Upgrade rouge

[owjsub]

closes #339

I upgraded rouge to latest version.

All checks passed locally:

$ bundle exec rake spec
$ bundle exec rake cucumber
$ bundle exec rake lint

[dvelopmberg]

Can someone merge this? In rouge 2.0.7 are vulnerabilities.
https://cwe.mitre.org/data/definitions/1333

[AndriiZakhliupanyi]

@supermarin Hello! can you merge this?
this is a very important update.
now rouge have 4.1.3

[supermarin]

Hey @AndriiZakhliupanyi, I've been long gone from this project and it's been in hands of @KrauseFx and others.

I don't think anyone should be using xcpretty anymore since xcodebuild has added -q (quiet) flag a few years ago.

@KrauseFx is there any interest into finding maintainers or should this project be archived & steered off?

[AndriiZakhliupanyi]

@supermarin @KrauseFx fastlane uses xcpretty https://github.com/fastlane/fastlane/blob/master/Gemfile.lock#L42
fastlane is used by many projects.
My security team does not allow it to be used through rouge 2.0.7 :)

[supermarin]

Good point - @joshdholtz any interest of either removing xcpretty from Fastlane or maintaining it?

[AndriiZakhliupanyi]

@joshdholtz @supermarin hi, do you have any news?

[supermarin]

@AndriiZakhliupanyi I don't even have write access to merge this, sorry about that. @joshdholtz @KrauseFx another ping

[joshdholtz]

Oooops sorry! Was hard out with Covid during those initial pings.

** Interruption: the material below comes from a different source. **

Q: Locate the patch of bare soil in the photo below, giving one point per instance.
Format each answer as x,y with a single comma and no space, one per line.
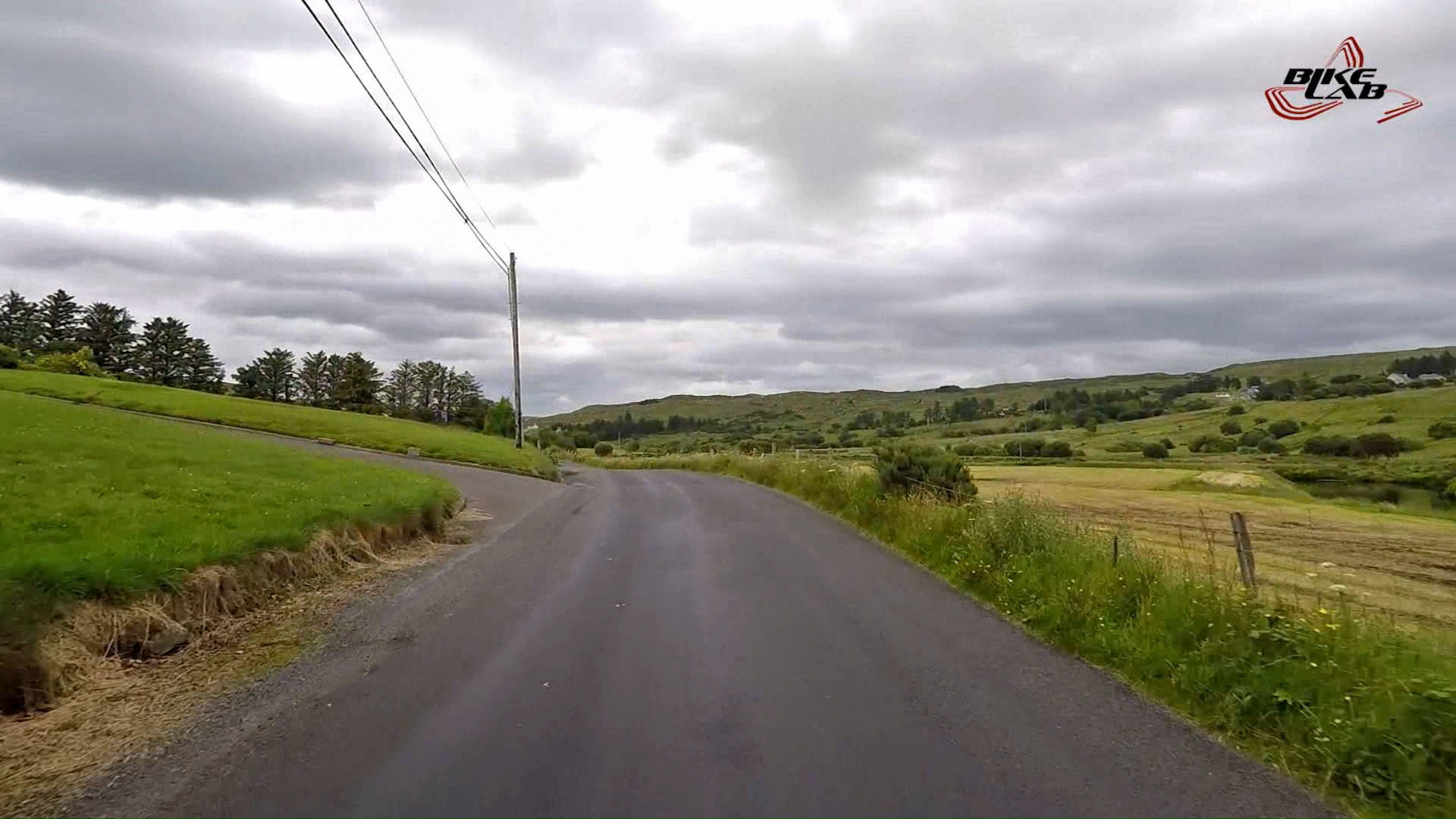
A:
117,698
1239,480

I'm pretty sure that I removed xcpretty as a default dependency in fastlane a while ago.

We support xcbeautify with everything now. But... maybe xcpretty is the default of xcbeautify is not installed.

I can take a look later tomorrow when I have some more free time!

[supermarin]

@joshdholtz thanks! feel free to merge this one since you have commit access

[AndriiZakhliupanyi]

@joshdholtz hi! do you have any news?

[tejassharma96]

hi @joshdholtz, fastlane definitely still depends on xcpretty (see here), any updates on removing it?

[DevMobileAS]

@joshdholtz @KrauseFx

Oooops sorry! Was hard out with Covid during those initial pings.

I'm pretty sure that I removed xcpretty as a default dependency in fastlane a while ago.

We support xcbeautify with everything now. But... maybe xcpretty is the default of xcbeautify is not installed.

I can take a look later tomorrow when I have some more free time!

Sorry to bother again, but this issue is now over one year old and still active. Although fastlane also uses xcbeautify like you said, it's still also depending on xcpretty here.

So please either fully remove xcpretty from fastlane or merge the rouge update here and then update to latest xcpretty on fastlane.

Otherwise any good security review in a build pipeline will fail and prevent iOS app releases using the (compromised) fastlane at all:

Example nexus iq report on fastlane→xcpretty→rouge:

[KrauseFx]

I went ahead and merged this PR. This allows you to point to the latest master of xcpretty, and therefore fix your builds & security warnings.

However, this still requires some work on @fastlane's end to remove xcpretty as a dependency.

[DevMobileAS]

Thx Felix! Thanks to the rouge update it's now up to @joshdholtz to either just still use the (now no longer vulnerable) xcpretty or remove it later.

@KrauseFx
Mind my asking if you guys plan to maintain/update xcpretty itself in the future? Or just caring and fixing blockers?

Thanks for your work in any case ;-)

[KrauseFx]

Due to Google having stopped supporting projects like fastlane financially or through contributions, and not doing a proper handover, there is no structured approach right now. AFAIK we're happy to add you as a contributor to xcpretty, and you can help merge and ship PRs. It seems like you're using xcpretty commercially, so this will be a great opportunity to help out this non-commerical open source project used by more than hundred thousand apps.

I'm full-time working on ContextSDK, and just happen to still have push access as a backup.

[DevMobileAS]

Thanks for the clarification. For sure we can (and should) help contributing as much as we can. So feel free to add this account to the xcpretty project, so we could at least create a new version and help updating it within fastlane itself.